Domestically, Merkel is battling a new nationalist foe in the form of Alternative for Germany, a party that has surged in popularity by railing against refugees. Rather than confronting the party head-on, Merkel has instead stuck to her measured mantra of "We will manage."

"Germany can't replace the United States as the leader of the free world," Josef Braml, an expert on international affairs at the German Council on Foreign Relations, said. "At best, it can protect Europe from nationalist tendencies and remind America that the liberal world order it established is also in the economic interests of the United States. That's something the new businessman in the White House should be able to understand."

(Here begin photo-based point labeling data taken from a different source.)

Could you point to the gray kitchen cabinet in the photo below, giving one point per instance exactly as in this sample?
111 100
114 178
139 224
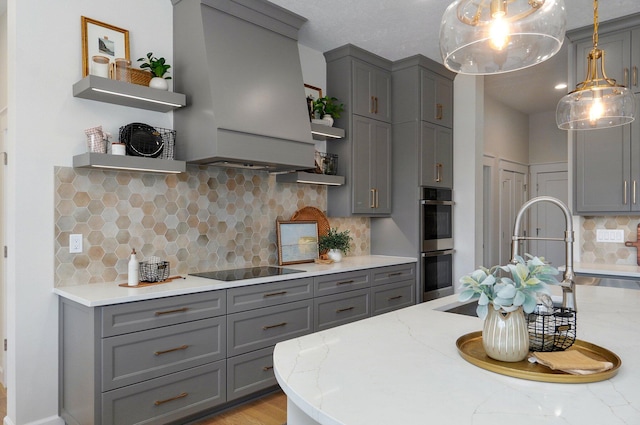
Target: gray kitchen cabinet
135 362
362 81
607 161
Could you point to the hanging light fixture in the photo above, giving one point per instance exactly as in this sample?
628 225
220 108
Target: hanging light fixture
597 102
493 36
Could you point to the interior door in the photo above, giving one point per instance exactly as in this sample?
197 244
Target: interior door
547 220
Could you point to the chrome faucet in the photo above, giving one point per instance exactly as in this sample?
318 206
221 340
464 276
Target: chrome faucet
568 280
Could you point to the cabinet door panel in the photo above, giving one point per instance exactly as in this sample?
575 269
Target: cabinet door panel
602 168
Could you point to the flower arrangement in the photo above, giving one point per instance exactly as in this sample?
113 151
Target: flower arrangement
527 282
335 240
157 67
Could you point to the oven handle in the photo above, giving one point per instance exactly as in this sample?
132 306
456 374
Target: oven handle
431 202
436 253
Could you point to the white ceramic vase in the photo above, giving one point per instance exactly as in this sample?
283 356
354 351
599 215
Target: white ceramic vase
505 336
159 83
335 255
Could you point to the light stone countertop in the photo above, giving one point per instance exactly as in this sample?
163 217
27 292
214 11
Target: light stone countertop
99 294
403 368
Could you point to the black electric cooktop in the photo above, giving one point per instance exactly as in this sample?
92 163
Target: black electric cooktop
248 273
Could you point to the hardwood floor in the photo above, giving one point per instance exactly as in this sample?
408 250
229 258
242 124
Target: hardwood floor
268 410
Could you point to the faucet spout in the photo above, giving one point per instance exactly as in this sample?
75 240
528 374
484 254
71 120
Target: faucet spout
567 284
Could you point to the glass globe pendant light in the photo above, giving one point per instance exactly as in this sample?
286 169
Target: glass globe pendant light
493 36
597 102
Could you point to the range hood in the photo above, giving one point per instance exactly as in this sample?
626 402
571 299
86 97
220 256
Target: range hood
238 63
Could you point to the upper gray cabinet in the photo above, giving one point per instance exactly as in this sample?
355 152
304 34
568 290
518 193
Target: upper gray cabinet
607 161
362 81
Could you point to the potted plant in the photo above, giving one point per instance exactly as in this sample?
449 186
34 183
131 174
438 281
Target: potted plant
504 294
158 68
327 108
335 244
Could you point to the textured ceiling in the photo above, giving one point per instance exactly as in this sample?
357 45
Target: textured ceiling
395 29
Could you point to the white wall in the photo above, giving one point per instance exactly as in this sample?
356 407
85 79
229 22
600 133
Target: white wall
547 143
506 132
45 130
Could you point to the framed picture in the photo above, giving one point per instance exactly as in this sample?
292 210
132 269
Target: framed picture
102 44
297 242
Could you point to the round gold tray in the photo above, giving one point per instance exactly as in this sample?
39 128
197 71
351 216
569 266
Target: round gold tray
471 349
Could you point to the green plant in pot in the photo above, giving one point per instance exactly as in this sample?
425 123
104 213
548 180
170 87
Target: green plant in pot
505 294
328 108
158 67
335 244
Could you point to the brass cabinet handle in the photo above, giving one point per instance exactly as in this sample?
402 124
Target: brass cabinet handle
438 172
179 396
273 294
342 310
278 325
626 77
170 350
177 310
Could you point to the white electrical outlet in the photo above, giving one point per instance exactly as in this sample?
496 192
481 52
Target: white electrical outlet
610 235
75 244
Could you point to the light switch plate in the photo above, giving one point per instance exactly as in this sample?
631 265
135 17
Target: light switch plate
610 235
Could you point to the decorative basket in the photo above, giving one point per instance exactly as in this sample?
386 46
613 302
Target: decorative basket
154 271
551 329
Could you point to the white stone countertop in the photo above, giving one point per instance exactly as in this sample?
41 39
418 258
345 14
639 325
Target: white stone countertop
99 294
403 368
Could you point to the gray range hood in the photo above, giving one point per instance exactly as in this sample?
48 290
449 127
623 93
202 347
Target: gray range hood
238 63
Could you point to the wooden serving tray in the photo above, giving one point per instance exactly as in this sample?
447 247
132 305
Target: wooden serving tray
143 284
471 349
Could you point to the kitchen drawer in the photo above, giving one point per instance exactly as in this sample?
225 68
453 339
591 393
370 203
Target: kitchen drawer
131 358
268 294
166 399
389 274
251 372
142 315
393 296
341 282
338 309
255 329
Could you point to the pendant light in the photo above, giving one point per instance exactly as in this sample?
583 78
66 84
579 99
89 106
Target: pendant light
597 102
494 36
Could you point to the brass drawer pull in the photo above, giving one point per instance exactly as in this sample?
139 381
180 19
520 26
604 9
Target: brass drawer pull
179 396
273 294
178 310
171 350
264 328
342 310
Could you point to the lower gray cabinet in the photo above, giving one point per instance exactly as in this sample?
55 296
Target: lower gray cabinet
166 399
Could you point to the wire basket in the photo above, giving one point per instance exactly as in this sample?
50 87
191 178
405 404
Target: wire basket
154 271
551 329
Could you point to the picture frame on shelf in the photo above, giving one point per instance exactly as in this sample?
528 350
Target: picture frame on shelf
102 44
297 242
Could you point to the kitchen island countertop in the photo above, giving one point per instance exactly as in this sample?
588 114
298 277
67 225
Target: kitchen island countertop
99 294
403 368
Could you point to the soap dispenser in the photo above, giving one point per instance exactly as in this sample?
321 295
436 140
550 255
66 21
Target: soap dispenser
134 277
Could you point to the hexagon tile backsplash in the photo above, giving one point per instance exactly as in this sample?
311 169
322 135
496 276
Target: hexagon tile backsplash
207 218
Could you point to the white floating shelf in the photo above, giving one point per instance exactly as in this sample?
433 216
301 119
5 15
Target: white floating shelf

Close allies say Merkel — who is expected to declare her intention to run for a fourth term in the coming days — is conscious both of her responsibility and the limits of her power.

"She is absolutely determined, willing and ready to contribute to strengthen the international liberal order," said Norbert Roettgen, the head of the German Parliament's foreign affairs committee. "But we can't see the chancellor of Germany as last man standing. This will only work together, within Europe, and if we can have the backing of the trans-Atlantic alliance."

For now, German officials are hoping Trump, who called Merkel's immigration policy "a catastrophe" while campaigning, will tone down his rhetoric once he's inaugurated. They are conscious that Berlin is in no position to solve problems such as climate change and crises in the Middle East without American help.

In the meantime, Germany hopes that its post-war history will at least serve as an example to other nations.

"Our country embodies, perhaps more than any other country in the world, the experience that war can become peace, division can become reconciliation, and that the mania of nationalism and ideology can eventually be replaced by political sanity," Germany's Foreign Minister Frank-Walter Steinmeier said Wednesday.


David Rising in Berlin and Maria Danilova in Washington contributed to this report.